Duez et ses équipiers ont testé la SEAT Toledo GT hier à Francorchamps

FRANCORCHAMPS Le nez agressif, la robe argentée élargie, son moteur 3 litres V 6 biturbo pétaradant: la SEAT Toledo GT que l'importateur belge a décidé d'aligner dans un mois aux 24 Heures de Spa-Francorchamps a fait une entrée remarquée, hier sur le tracé ardennais. Plein soleil sur le Raidillon pour cette présentation officielle de la voiture et de l'équipage qui se lancera, fin juillet, dans le premier tour d'horloge de la marque. «Nous sommes partis de la base de la Toledo Silhouette, que nous avons élargie aux normes GT, explique Benoît Bagure, l'ingénieur français délégué par SEAT Sport, pour superviser ce projet réalisé pour le team espagnol DMR . Le moteur n'est autre que l'Audi 3 litres V 6, sur lequel nous avons placé un biturbo. La voiture a démontré une fiabilité exceptionnelle. Et même si elle n'a pas encore effectué un tour d'horloge, elle compte actuellement quelques 3.000 km de courses au compteur sans avoir connu de pépin.»

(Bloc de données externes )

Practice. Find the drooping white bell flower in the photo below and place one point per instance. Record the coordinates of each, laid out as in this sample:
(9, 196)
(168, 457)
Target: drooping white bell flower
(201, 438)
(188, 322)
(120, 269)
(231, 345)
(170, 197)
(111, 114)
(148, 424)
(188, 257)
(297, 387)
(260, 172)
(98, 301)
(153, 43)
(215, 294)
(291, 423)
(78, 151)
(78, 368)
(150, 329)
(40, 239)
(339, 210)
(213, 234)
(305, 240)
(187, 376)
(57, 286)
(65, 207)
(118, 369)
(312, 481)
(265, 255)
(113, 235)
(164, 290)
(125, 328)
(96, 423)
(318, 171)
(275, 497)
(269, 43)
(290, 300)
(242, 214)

Et même si, en performance pure, cette Toledo XXL, ne pourra certainement pas viser la pole-position sur la grille de départ, ses quelques 500 chevaux devraient l'aider à se maintenir devant le peloton des Porsche. «Il ne faut pas rêver, explique Marc Duez, triple vainqueur de l'épreuve, dont il s'agira de la 26e participation au double tour d'horloge ardennais. Nous ne pourrons pas aller chercher les Viper, Ferrari, Saleen et autres Lister de pointe. Mais on a une carte à jouer, juste derrière. Pour ce que j'ai pu voir de la voiture, elle est très performante.»

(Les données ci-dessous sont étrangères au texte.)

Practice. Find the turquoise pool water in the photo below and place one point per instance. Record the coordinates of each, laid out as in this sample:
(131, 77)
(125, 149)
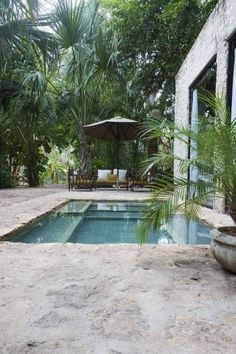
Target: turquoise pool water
(110, 222)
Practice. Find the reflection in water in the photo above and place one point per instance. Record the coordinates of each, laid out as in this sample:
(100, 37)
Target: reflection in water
(83, 222)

Actuellement en tête du championnat d'Espagne GT avec cette voiture Miguel Angel De Castro, deuxième des 24 Heures, l'an dernier aux côtés de David Sterckx au volant d'une Lister, s'est surtout appliqué à faire évoluer déjà, cette Toledo, malgré l'absence des pneus larges, seulement disponibles à partir de début juillet. «D'autres essais sont prévus mi-juillet à Valence, explique le Français Christian Lavieille, ancien double champion du monde d'endurance moto et, surtout, lauréat à quatre reprises, des 24 Heures moto de Spa. Je connais très bien le circuit, mais il faut que j'apprenne à mieux enrouler les virages que j'avais l'habitude de couper sur deux roues. La voiture est très performante. Avec l'expérience de Marc et le métier de Miguel Angel, je crois que nous formons un équipage homogène.»

Homogénéité et fiabilité, deux des principales recettes pour briller dans un double tour d'horloge.